Deelt de Staatssecretaris het standpunt dat dit voordelen brengt voor zowel kleine
gemeenten als zorgaanbieders? Bij welke schaalgrootte is een gemeente in staat om
het toezicht kwalitatief in te regelen, zo vragen deze leden. Kan de Staatssecretaris
een indicatie geven in hoeverre gemeenten nu al het toezicht in gezamenlijkheid inregelen?
Is er niet meer sturing nodig om gemeenten te laten samenwerken op dit vlak?
Houdbaarheid
Genoemde leden denken dat het een nuttige stap is om het CPB te vragen onderzoek te
laten doen naar de houdbaarheid van de Wmo 2015. De leden van de D66-fractie zien
daarin ook een mogelijkheid om meer inzicht te krijgen in het gebruik van de Wmo 2015,
met name tussen verschillende bevolkingsgroepen. Deze leden denken daarbij aan verschillen
in toegang tot en het gebruik van de Wmo 2015 op basis van nationaliteit, sociaaleconomische
status en geloofsovertuiging. Deze gegevens zijn relevant omdat ook uit recent onderzoek
van de Raad voor Volksgezondheid en Samenleving (RVS) blijkt dat grote groepen niet
de zorg krijgen waar ze recht op hebben2. Is de Staatssecretaris bereid om dit onderdeel te laten zijn van het onderzoek van
het CPB?
Eigen bijdrage
De leden van de D66-fractie begrijpen de beweegredenen om een inkomensafhankelijke
bijdrage te vragen voor Wmo-gebruik. Tegelijkertijd moet zorgmijden voorkomen worden.

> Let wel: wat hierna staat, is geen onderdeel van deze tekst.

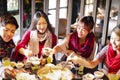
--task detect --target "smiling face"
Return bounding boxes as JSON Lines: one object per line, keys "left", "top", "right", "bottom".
{"left": 36, "top": 17, "right": 48, "bottom": 34}
{"left": 77, "top": 22, "right": 89, "bottom": 39}
{"left": 110, "top": 31, "right": 120, "bottom": 51}
{"left": 1, "top": 24, "right": 16, "bottom": 42}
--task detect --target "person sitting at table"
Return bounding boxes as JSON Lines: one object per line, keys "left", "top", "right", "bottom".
{"left": 43, "top": 16, "right": 96, "bottom": 73}
{"left": 67, "top": 24, "right": 120, "bottom": 75}
{"left": 12, "top": 11, "right": 57, "bottom": 63}
{"left": 0, "top": 15, "right": 19, "bottom": 61}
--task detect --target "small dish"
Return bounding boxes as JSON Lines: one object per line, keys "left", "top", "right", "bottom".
{"left": 29, "top": 57, "right": 40, "bottom": 61}
{"left": 31, "top": 61, "right": 40, "bottom": 66}
{"left": 94, "top": 71, "right": 104, "bottom": 78}
{"left": 24, "top": 61, "right": 32, "bottom": 68}
{"left": 10, "top": 62, "right": 16, "bottom": 67}
{"left": 15, "top": 62, "right": 24, "bottom": 68}
{"left": 82, "top": 73, "right": 95, "bottom": 80}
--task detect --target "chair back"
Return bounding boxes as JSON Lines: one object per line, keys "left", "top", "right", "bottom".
{"left": 58, "top": 18, "right": 67, "bottom": 38}
{"left": 88, "top": 41, "right": 98, "bottom": 60}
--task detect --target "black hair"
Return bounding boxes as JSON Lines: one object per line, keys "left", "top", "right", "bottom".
{"left": 112, "top": 24, "right": 120, "bottom": 37}
{"left": 0, "top": 15, "right": 19, "bottom": 29}
{"left": 80, "top": 16, "right": 95, "bottom": 30}
{"left": 29, "top": 10, "right": 54, "bottom": 33}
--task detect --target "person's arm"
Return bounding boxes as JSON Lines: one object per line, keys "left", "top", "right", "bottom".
{"left": 67, "top": 52, "right": 100, "bottom": 69}
{"left": 51, "top": 34, "right": 57, "bottom": 48}
{"left": 15, "top": 30, "right": 31, "bottom": 56}
{"left": 53, "top": 34, "right": 71, "bottom": 53}
{"left": 42, "top": 34, "right": 72, "bottom": 55}
{"left": 18, "top": 48, "right": 32, "bottom": 57}
{"left": 77, "top": 56, "right": 100, "bottom": 68}
{"left": 18, "top": 48, "right": 25, "bottom": 55}
{"left": 67, "top": 45, "right": 108, "bottom": 69}
{"left": 117, "top": 69, "right": 120, "bottom": 74}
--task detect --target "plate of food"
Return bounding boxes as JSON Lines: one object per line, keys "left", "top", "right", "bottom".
{"left": 16, "top": 72, "right": 38, "bottom": 80}
{"left": 2, "top": 66, "right": 27, "bottom": 79}
{"left": 37, "top": 65, "right": 73, "bottom": 80}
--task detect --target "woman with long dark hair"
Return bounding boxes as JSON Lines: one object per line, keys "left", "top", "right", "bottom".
{"left": 13, "top": 11, "right": 57, "bottom": 62}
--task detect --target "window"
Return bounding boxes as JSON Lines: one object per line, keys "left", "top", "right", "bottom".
{"left": 108, "top": 0, "right": 119, "bottom": 36}
{"left": 7, "top": 0, "right": 19, "bottom": 14}
{"left": 48, "top": 0, "right": 68, "bottom": 27}
{"left": 84, "top": 0, "right": 94, "bottom": 16}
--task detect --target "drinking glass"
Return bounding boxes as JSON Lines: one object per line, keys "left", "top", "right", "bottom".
{"left": 2, "top": 57, "right": 10, "bottom": 66}
{"left": 108, "top": 73, "right": 119, "bottom": 80}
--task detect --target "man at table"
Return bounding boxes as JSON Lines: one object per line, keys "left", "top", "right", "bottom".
{"left": 0, "top": 15, "right": 19, "bottom": 61}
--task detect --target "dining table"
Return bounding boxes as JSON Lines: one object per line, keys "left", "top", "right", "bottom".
{"left": 0, "top": 58, "right": 110, "bottom": 80}
{"left": 72, "top": 73, "right": 109, "bottom": 80}
{"left": 71, "top": 66, "right": 109, "bottom": 80}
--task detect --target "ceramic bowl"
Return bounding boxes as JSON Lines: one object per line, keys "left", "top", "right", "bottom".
{"left": 15, "top": 62, "right": 24, "bottom": 68}
{"left": 94, "top": 71, "right": 104, "bottom": 78}
{"left": 31, "top": 61, "right": 40, "bottom": 66}
{"left": 82, "top": 73, "right": 95, "bottom": 80}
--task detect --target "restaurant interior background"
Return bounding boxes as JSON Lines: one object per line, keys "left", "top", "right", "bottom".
{"left": 0, "top": 0, "right": 120, "bottom": 60}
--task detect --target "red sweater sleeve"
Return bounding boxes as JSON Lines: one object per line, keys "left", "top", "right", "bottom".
{"left": 15, "top": 30, "right": 31, "bottom": 52}
{"left": 52, "top": 34, "right": 57, "bottom": 48}
{"left": 12, "top": 30, "right": 31, "bottom": 61}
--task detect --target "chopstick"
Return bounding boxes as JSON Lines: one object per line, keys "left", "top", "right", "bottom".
{"left": 62, "top": 62, "right": 68, "bottom": 70}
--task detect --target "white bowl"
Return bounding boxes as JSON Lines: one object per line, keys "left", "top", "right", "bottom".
{"left": 29, "top": 57, "right": 40, "bottom": 61}
{"left": 24, "top": 61, "right": 32, "bottom": 68}
{"left": 16, "top": 62, "right": 24, "bottom": 68}
{"left": 31, "top": 61, "right": 40, "bottom": 66}
{"left": 94, "top": 71, "right": 104, "bottom": 78}
{"left": 82, "top": 73, "right": 95, "bottom": 80}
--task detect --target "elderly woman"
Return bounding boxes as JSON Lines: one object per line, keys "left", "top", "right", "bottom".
{"left": 67, "top": 25, "right": 120, "bottom": 76}
{"left": 0, "top": 15, "right": 19, "bottom": 61}
{"left": 13, "top": 11, "right": 57, "bottom": 62}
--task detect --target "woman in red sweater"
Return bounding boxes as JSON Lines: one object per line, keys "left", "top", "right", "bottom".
{"left": 12, "top": 11, "right": 57, "bottom": 62}
{"left": 67, "top": 25, "right": 120, "bottom": 75}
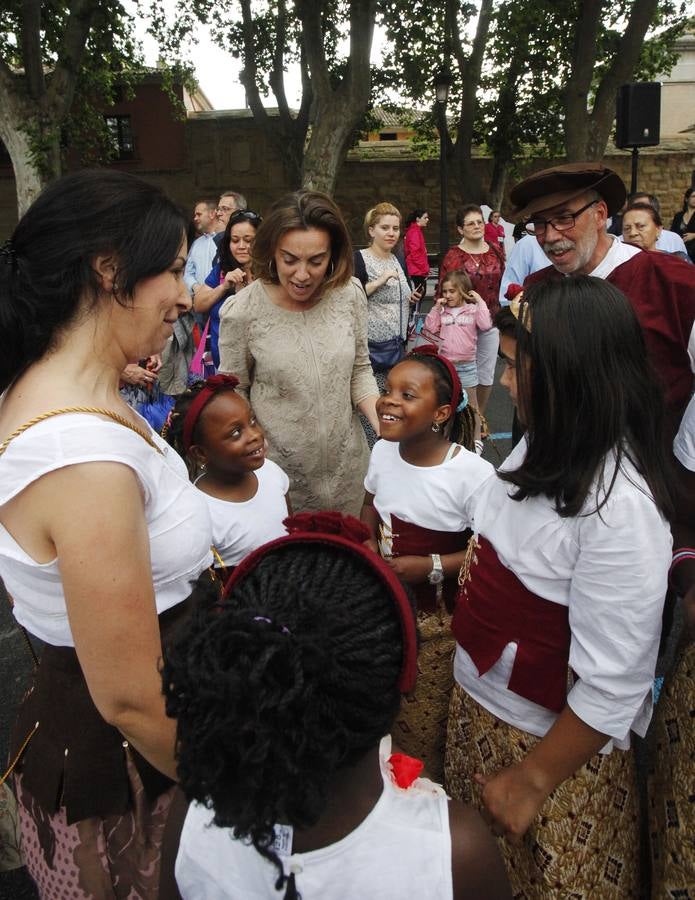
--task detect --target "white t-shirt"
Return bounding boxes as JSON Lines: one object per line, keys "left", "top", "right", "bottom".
{"left": 364, "top": 438, "right": 494, "bottom": 550}
{"left": 175, "top": 736, "right": 453, "bottom": 900}
{"left": 0, "top": 413, "right": 213, "bottom": 646}
{"left": 198, "top": 459, "right": 289, "bottom": 567}
{"left": 454, "top": 436, "right": 671, "bottom": 750}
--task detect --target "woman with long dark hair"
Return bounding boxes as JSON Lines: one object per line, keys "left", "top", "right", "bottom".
{"left": 0, "top": 170, "right": 213, "bottom": 896}
{"left": 191, "top": 208, "right": 262, "bottom": 369}
{"left": 446, "top": 276, "right": 673, "bottom": 898}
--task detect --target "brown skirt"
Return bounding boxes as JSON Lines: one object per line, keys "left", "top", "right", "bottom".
{"left": 648, "top": 641, "right": 695, "bottom": 898}
{"left": 445, "top": 683, "right": 640, "bottom": 899}
{"left": 15, "top": 754, "right": 181, "bottom": 900}
{"left": 393, "top": 610, "right": 455, "bottom": 784}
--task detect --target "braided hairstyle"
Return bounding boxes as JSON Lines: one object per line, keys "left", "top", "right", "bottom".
{"left": 162, "top": 543, "right": 409, "bottom": 897}
{"left": 406, "top": 351, "right": 476, "bottom": 448}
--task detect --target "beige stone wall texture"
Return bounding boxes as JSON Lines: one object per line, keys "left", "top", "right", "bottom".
{"left": 1, "top": 113, "right": 694, "bottom": 249}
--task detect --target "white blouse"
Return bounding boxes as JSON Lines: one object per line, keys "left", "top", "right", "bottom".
{"left": 674, "top": 392, "right": 695, "bottom": 472}
{"left": 454, "top": 437, "right": 672, "bottom": 750}
{"left": 0, "top": 413, "right": 213, "bottom": 645}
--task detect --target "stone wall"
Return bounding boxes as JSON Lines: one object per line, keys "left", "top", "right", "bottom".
{"left": 1, "top": 109, "right": 694, "bottom": 249}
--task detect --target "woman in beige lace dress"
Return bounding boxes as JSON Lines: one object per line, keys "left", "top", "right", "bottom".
{"left": 218, "top": 191, "right": 379, "bottom": 515}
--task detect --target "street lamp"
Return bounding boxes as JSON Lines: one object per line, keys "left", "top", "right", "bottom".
{"left": 434, "top": 68, "right": 451, "bottom": 268}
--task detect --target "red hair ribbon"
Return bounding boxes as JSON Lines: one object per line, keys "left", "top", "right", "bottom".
{"left": 221, "top": 512, "right": 418, "bottom": 694}
{"left": 406, "top": 344, "right": 462, "bottom": 415}
{"left": 182, "top": 374, "right": 240, "bottom": 453}
{"left": 504, "top": 282, "right": 524, "bottom": 302}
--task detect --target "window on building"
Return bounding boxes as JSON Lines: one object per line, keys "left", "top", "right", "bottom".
{"left": 104, "top": 115, "right": 135, "bottom": 160}
{"left": 379, "top": 132, "right": 397, "bottom": 141}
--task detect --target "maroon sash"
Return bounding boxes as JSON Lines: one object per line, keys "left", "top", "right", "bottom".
{"left": 386, "top": 514, "right": 470, "bottom": 614}
{"left": 452, "top": 536, "right": 571, "bottom": 713}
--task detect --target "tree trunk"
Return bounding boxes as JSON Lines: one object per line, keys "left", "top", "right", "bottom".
{"left": 301, "top": 117, "right": 352, "bottom": 194}
{"left": 0, "top": 90, "right": 60, "bottom": 216}
{"left": 487, "top": 159, "right": 509, "bottom": 210}
{"left": 565, "top": 0, "right": 660, "bottom": 160}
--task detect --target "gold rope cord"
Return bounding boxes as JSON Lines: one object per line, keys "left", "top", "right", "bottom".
{"left": 457, "top": 533, "right": 480, "bottom": 587}
{"left": 0, "top": 407, "right": 163, "bottom": 456}
{"left": 0, "top": 721, "right": 39, "bottom": 787}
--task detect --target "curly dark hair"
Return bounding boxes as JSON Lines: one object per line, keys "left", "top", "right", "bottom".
{"left": 406, "top": 352, "right": 477, "bottom": 448}
{"left": 162, "top": 543, "right": 410, "bottom": 897}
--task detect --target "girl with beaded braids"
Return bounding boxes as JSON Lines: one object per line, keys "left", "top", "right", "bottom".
{"left": 360, "top": 349, "right": 494, "bottom": 781}
{"left": 164, "top": 374, "right": 291, "bottom": 569}
{"left": 165, "top": 513, "right": 511, "bottom": 900}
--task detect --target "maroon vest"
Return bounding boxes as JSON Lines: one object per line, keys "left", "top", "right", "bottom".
{"left": 452, "top": 536, "right": 571, "bottom": 713}
{"left": 385, "top": 514, "right": 470, "bottom": 614}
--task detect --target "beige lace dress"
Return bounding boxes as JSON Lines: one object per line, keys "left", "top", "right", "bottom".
{"left": 218, "top": 277, "right": 377, "bottom": 515}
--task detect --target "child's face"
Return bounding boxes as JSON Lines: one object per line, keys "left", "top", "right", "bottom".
{"left": 195, "top": 391, "right": 265, "bottom": 475}
{"left": 376, "top": 360, "right": 449, "bottom": 441}
{"left": 442, "top": 282, "right": 465, "bottom": 307}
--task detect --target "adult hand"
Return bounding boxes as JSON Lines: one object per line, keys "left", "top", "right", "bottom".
{"left": 145, "top": 354, "right": 162, "bottom": 374}
{"left": 121, "top": 363, "right": 157, "bottom": 387}
{"left": 474, "top": 761, "right": 550, "bottom": 846}
{"left": 385, "top": 554, "right": 432, "bottom": 584}
{"left": 363, "top": 538, "right": 379, "bottom": 555}
{"left": 380, "top": 269, "right": 399, "bottom": 286}
{"left": 466, "top": 290, "right": 484, "bottom": 305}
{"left": 225, "top": 268, "right": 246, "bottom": 289}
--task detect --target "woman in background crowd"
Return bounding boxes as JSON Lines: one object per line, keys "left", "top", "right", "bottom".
{"left": 670, "top": 187, "right": 695, "bottom": 263}
{"left": 438, "top": 204, "right": 504, "bottom": 418}
{"left": 192, "top": 209, "right": 262, "bottom": 370}
{"left": 484, "top": 210, "right": 506, "bottom": 259}
{"left": 404, "top": 208, "right": 431, "bottom": 297}
{"left": 218, "top": 190, "right": 379, "bottom": 516}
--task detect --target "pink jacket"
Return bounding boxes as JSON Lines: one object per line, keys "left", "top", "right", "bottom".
{"left": 424, "top": 301, "right": 492, "bottom": 362}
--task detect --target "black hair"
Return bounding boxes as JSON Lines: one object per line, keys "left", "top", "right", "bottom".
{"left": 682, "top": 187, "right": 694, "bottom": 211}
{"left": 496, "top": 276, "right": 674, "bottom": 519}
{"left": 219, "top": 210, "right": 262, "bottom": 274}
{"left": 404, "top": 352, "right": 477, "bottom": 448}
{"left": 164, "top": 380, "right": 241, "bottom": 474}
{"left": 494, "top": 305, "right": 518, "bottom": 339}
{"left": 404, "top": 208, "right": 427, "bottom": 227}
{"left": 0, "top": 169, "right": 187, "bottom": 392}
{"left": 162, "top": 543, "right": 409, "bottom": 897}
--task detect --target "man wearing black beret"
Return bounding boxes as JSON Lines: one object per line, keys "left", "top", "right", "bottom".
{"left": 511, "top": 162, "right": 695, "bottom": 430}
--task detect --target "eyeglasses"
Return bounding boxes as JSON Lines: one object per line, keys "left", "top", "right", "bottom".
{"left": 527, "top": 200, "right": 597, "bottom": 235}
{"left": 217, "top": 204, "right": 236, "bottom": 214}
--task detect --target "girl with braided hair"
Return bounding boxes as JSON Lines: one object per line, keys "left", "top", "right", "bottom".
{"left": 360, "top": 349, "right": 494, "bottom": 780}
{"left": 165, "top": 513, "right": 510, "bottom": 899}
{"left": 165, "top": 374, "right": 290, "bottom": 568}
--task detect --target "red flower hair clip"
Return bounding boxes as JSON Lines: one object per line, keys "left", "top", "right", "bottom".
{"left": 388, "top": 752, "right": 424, "bottom": 789}
{"left": 284, "top": 511, "right": 370, "bottom": 544}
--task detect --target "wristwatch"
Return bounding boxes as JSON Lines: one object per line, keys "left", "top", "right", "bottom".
{"left": 427, "top": 554, "right": 444, "bottom": 585}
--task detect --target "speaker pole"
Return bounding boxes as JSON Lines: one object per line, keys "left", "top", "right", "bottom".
{"left": 630, "top": 146, "right": 639, "bottom": 194}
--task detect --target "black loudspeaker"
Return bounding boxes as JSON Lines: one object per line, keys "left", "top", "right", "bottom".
{"left": 615, "top": 82, "right": 661, "bottom": 148}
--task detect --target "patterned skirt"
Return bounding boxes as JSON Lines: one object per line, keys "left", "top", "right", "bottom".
{"left": 393, "top": 611, "right": 455, "bottom": 784}
{"left": 445, "top": 683, "right": 640, "bottom": 899}
{"left": 648, "top": 641, "right": 695, "bottom": 898}
{"left": 14, "top": 753, "right": 180, "bottom": 900}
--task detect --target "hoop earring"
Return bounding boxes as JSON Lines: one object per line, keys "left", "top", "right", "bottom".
{"left": 431, "top": 422, "right": 441, "bottom": 433}
{"left": 269, "top": 258, "right": 278, "bottom": 280}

Kan de Staatssecretaris toelichten hoe er wordt onderzocht welke bijdrage reëel is
en of er wordt gemonitord in hoeverre er sprake is van zorgmijden?
Sociale basis
De Staatssecretaris schrijft dat het idee is dat in 2024 iedere gemeente een beleidsvisie
sociale basis heeft opgesteld. Hoe gaat de Staatssecretaris hierop sturen en kan hij
een inschatting geven hoeveel gemeenten nu al een dergelijke visie hebben opgesteld?
Ook willen deze leden benadrukken dat in deze plannen aandacht moet zijn voor verschillen
tussen mensen, bijvoorbeeld volgens de principes van inclusieve zorg/cultuur sensitieve
zorg. Kan de Staatssecretaris toelichten of hij ook vindt dat deze principes een plek
zouden moeten krijgen in deze beleidsvisies?
De leden van de D66-fractie kijken reikhalzend uit naar de uitvoeringsagenda Mantelzorg.
Kan de Staatssecretaris toelichten waarom de oplevering daarvan zoveel langer duurt
dan gepland? Is de Staatssecretaris het met deze leden eens dat mantelzorg binnen
het gehele zorgbeleid een plek krijgt, dus bijvoorbeeld ook in de beleidsvisies sociale
basis?
Gemeentelijke uitvoeringspraktijk
Genoemde leden lezen met grote teleurstelling dat de gesprekken met belanghebbenden
niet hebben geresulteerd in een visie over het resultaatgericht beschikken. Zou de
Staatssecretaris kunnen toelichten wat de verschillende standpunten hierin zijn? Welke
alternatieven voor het wetsvoorstel ziet hij voor zich die wel aan dezelfde doelstellingen
bijdragen?
Clientondersteuning
De leden van de D66-fractie zijn blij met de stappen die worden gezet om cliëntondersteuning
nadrukkelijker onder de aandacht te brengen, mede omdat uit het cliëntervaringsonderzoek
Wmo 2015 bleek dat de toegankelijkheid daarvan als grootste knelpunt wordt ervaren.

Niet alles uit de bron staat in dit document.